= Julia-Ambra Verlaine =

American financial journalist

Julia-Ambra Verlaine is an American financial journalist. A former markets reporter for The Wall Street Journal and correspondent for Bloomberg News, she was a recipient of the 2022 Gerald Loeb Award for Breaking News as part of the Journal team recognized for its coverage of the GameStop short squeeze, reporting that also received a 2022 New York Press Club Award and a 2021 Front Page Award from the Newswomen's Club of New York.

== Career ==
Verlaine holds a bachelor's degree from Georgetown University. Before entering journalism, she worked on the foreign exchange desk at Barclays in London and New York.

For Bloomberg News, she covered financial markets and investment banking from London, reporting that JPMorgan Chase reaped a gain of as much as $300 million amid the turmoil that followed the Swiss National Bank's removal of its currency cap in January 2015. Her European coverage also included Uber's clash with taxi regulations in Brussels and the November 2015 Brussels security lockdown following the Paris terror attacks.

From the Wall Street Journals Brussels bureau, she covered financial regulation in the European Union and the implications of Brexit for the financial industry, writing a column titled "Verlaine's Take" and reporting with Max Colchester on financial firms relocating from London. She joined the Journal's financial markets team in New York in 2020, where she covered market turmoil during the COVID-19 pandemic, reporting with colleagues including Nick Timiraos and Liz Hoffman on stress in the Treasury market and the banking system.

In January 2021, Verlaine conducted the first interview given by Keith Gill, the trader whose Reddit posts helped drive the GameStop rally, in a front-page article datelined from Boston.
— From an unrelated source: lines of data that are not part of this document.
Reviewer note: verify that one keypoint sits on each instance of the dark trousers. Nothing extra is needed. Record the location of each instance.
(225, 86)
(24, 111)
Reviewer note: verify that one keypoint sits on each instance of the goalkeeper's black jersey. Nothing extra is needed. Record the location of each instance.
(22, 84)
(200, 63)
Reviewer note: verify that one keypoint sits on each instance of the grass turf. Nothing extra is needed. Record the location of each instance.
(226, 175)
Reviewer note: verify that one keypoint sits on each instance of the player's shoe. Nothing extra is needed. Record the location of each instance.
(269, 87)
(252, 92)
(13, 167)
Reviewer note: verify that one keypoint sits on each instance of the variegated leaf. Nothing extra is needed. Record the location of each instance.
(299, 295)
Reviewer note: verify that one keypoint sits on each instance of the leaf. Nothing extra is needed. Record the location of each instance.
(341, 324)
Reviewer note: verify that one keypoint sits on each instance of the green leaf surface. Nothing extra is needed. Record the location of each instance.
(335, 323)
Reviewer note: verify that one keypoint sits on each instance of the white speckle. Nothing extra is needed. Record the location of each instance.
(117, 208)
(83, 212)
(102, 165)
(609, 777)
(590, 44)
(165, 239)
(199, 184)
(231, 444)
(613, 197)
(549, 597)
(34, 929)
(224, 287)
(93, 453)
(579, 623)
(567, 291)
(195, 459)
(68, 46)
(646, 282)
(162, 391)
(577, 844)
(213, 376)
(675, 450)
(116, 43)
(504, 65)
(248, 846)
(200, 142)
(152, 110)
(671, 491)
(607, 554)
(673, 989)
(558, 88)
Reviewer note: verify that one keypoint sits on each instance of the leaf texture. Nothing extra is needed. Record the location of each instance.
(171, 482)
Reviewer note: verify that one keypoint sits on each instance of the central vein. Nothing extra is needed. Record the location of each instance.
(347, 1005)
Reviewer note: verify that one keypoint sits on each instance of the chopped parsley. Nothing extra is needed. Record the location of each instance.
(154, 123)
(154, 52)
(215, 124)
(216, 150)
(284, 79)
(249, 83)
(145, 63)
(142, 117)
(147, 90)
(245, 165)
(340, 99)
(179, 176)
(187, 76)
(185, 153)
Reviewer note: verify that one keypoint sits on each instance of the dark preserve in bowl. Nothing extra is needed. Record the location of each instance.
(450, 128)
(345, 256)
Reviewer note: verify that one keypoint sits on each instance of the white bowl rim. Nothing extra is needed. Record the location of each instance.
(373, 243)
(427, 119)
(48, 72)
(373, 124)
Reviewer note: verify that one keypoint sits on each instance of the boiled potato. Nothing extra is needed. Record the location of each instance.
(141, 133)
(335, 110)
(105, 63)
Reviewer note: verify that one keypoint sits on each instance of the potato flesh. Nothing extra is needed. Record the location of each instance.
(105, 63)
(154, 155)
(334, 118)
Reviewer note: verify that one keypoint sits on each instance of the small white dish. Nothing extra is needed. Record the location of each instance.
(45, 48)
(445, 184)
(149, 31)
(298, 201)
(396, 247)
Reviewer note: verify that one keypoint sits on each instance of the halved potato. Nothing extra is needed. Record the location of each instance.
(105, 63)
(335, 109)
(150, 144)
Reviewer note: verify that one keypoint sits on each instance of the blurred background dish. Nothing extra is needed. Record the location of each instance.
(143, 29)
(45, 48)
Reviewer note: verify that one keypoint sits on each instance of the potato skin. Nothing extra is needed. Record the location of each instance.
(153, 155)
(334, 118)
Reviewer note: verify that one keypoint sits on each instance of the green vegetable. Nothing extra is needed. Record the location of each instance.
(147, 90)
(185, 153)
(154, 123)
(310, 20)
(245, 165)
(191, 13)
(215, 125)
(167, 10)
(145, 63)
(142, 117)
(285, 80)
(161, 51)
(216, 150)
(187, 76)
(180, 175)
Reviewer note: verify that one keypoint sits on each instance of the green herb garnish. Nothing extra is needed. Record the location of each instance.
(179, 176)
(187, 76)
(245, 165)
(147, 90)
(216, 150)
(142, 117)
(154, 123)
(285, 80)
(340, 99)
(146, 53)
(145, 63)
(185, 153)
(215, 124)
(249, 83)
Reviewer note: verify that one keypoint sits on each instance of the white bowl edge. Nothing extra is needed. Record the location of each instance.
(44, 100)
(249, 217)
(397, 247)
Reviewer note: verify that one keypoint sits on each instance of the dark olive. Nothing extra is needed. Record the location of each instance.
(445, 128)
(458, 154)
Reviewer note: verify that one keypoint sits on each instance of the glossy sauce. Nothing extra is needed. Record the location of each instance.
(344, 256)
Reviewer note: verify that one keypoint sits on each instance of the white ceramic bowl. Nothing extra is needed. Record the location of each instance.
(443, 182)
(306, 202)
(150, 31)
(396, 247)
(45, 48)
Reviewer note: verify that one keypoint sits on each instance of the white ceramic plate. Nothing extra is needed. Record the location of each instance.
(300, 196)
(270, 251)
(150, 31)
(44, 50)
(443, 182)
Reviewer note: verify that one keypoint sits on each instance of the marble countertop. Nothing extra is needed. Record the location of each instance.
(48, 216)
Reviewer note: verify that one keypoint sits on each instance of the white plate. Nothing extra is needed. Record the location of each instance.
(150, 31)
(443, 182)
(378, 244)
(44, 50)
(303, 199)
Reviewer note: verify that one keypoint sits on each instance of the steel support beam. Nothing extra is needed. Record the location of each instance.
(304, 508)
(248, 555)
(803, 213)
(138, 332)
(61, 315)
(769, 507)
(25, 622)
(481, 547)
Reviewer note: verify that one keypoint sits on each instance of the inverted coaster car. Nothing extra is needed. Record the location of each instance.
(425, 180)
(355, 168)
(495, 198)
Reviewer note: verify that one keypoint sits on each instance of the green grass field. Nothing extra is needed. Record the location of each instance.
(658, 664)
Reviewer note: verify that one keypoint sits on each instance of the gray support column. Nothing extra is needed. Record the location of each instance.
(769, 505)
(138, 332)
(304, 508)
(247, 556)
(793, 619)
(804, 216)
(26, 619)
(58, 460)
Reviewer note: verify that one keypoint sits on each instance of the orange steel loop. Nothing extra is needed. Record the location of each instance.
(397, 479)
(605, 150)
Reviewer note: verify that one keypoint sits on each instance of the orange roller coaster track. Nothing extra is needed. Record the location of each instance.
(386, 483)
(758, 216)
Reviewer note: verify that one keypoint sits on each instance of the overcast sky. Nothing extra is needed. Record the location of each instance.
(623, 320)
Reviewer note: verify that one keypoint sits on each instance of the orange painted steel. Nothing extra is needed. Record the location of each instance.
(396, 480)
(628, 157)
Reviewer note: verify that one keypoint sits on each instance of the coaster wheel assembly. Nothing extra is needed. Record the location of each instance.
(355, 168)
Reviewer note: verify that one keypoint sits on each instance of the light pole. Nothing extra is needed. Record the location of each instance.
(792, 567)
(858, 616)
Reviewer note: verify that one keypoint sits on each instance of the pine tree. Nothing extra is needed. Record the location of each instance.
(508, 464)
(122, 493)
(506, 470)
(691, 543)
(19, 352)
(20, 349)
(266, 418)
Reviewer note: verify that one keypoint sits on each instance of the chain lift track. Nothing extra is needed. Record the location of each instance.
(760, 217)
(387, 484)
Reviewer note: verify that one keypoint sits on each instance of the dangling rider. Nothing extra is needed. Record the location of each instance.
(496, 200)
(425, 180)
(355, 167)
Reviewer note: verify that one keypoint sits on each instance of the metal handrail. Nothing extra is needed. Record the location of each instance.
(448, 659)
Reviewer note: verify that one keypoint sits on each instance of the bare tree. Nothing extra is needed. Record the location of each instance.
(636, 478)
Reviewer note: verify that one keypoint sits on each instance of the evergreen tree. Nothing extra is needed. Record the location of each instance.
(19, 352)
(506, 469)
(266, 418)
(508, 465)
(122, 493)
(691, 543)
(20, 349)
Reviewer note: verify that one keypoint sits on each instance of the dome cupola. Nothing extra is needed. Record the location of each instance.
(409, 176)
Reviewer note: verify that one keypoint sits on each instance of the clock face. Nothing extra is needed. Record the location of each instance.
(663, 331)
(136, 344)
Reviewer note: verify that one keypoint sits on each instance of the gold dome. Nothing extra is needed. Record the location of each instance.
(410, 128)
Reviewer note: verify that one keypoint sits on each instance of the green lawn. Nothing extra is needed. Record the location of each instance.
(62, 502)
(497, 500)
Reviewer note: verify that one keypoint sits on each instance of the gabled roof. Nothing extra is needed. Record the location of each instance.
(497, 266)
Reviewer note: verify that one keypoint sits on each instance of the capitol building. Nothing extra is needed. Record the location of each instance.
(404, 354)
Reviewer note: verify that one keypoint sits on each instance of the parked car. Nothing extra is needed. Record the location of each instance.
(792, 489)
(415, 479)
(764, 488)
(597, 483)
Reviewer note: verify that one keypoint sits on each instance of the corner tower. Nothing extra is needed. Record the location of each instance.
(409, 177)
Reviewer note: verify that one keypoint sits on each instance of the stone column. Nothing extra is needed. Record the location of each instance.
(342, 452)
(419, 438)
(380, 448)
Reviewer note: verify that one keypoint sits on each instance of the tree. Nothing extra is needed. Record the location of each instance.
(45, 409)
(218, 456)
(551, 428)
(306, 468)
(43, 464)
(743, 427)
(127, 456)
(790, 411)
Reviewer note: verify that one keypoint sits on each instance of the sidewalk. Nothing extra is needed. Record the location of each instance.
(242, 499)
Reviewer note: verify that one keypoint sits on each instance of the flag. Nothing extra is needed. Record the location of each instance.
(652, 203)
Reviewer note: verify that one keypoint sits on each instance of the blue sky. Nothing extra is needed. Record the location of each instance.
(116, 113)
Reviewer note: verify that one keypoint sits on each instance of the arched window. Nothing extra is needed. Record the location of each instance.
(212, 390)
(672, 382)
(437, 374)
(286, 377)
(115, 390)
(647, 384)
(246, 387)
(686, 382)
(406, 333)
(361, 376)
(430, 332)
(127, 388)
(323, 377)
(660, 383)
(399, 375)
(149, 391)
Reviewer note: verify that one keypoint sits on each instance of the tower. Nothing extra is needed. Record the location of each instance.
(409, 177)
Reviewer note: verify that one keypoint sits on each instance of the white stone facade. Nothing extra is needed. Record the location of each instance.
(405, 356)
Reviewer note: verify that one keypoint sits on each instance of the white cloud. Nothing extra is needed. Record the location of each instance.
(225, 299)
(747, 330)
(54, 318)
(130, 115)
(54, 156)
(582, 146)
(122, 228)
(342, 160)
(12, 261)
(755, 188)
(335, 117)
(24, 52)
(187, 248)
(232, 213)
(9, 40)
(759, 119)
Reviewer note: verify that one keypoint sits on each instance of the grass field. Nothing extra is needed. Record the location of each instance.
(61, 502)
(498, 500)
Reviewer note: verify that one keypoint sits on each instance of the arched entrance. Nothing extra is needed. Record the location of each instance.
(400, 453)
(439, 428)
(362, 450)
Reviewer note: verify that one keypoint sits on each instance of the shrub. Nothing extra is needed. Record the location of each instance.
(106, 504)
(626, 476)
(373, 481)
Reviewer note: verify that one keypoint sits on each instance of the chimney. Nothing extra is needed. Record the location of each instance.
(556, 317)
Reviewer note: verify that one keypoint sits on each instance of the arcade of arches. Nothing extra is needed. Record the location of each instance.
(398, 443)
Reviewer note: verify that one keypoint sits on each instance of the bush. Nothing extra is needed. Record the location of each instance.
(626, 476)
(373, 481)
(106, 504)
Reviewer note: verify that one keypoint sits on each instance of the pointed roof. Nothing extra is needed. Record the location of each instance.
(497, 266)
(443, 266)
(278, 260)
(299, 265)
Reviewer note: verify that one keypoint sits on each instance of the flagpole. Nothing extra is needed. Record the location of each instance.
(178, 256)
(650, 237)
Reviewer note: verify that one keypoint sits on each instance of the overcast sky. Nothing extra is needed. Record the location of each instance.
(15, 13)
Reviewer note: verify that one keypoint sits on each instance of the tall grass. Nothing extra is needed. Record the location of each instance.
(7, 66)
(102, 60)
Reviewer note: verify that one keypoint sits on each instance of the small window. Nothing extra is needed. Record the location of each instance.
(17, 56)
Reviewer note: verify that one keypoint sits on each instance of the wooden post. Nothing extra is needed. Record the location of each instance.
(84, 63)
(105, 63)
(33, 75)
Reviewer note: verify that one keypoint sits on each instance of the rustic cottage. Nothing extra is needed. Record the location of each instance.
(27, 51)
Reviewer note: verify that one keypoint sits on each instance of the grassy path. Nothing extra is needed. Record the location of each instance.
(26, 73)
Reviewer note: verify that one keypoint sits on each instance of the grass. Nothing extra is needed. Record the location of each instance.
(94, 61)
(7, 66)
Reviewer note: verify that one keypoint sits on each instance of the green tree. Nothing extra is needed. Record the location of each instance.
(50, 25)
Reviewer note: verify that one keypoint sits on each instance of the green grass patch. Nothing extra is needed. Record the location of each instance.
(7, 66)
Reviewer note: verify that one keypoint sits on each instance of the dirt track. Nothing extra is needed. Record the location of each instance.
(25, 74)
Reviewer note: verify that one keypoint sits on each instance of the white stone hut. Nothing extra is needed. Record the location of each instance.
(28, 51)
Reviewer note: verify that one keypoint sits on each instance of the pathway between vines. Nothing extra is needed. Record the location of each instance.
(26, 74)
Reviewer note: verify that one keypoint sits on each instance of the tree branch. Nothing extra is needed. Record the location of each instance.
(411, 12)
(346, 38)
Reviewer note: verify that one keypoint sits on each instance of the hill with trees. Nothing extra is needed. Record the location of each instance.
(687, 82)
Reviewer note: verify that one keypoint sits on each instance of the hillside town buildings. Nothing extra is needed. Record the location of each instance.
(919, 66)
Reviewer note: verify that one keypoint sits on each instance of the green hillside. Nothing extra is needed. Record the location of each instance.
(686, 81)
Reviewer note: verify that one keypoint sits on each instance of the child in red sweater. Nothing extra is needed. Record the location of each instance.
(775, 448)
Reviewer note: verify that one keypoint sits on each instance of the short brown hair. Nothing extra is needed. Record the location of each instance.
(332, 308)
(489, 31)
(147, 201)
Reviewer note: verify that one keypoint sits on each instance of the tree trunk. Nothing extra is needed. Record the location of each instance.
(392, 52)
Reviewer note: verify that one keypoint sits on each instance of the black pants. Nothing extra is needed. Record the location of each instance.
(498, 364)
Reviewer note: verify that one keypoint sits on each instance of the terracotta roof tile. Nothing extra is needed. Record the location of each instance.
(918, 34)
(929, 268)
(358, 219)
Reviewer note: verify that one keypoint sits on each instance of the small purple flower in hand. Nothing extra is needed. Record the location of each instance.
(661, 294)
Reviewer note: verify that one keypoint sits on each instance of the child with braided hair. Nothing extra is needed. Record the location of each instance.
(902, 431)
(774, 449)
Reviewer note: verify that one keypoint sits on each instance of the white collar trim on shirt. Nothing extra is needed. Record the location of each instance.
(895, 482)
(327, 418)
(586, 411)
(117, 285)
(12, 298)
Her coverage of the GameStop trading frenzy, with Journal colleagues Juliet Chung, Gunjan Banerji, Caitlin McCabe, and Akane Otani, won the 2022 Gerald Loeb Award in the Breaking News category. She appeared as herself in the 2022 Netflix documentary series Eat the Rich: The GameStop Saga, which was produced in conjunction with The Wall Street Journal.

== Awards ==
- Gerald Loeb Award, Breaking News (2022, shared), for "The GameStop Frenzy," The Wall Street Journal
- New York Press Club Award for Journalism, Business Reporting, National – Newspaper (2022, shared), for "The GameStop Frenzy," The Wall Street Journal
- Front Page Award, Specialized Reporting: Business (2021, shared), Newswomen's Club of New York, for The Wall Street Journals GameStop coverage, including "Keith Gill Drove the GameStop Reddit Mania. He Talked to the Journal."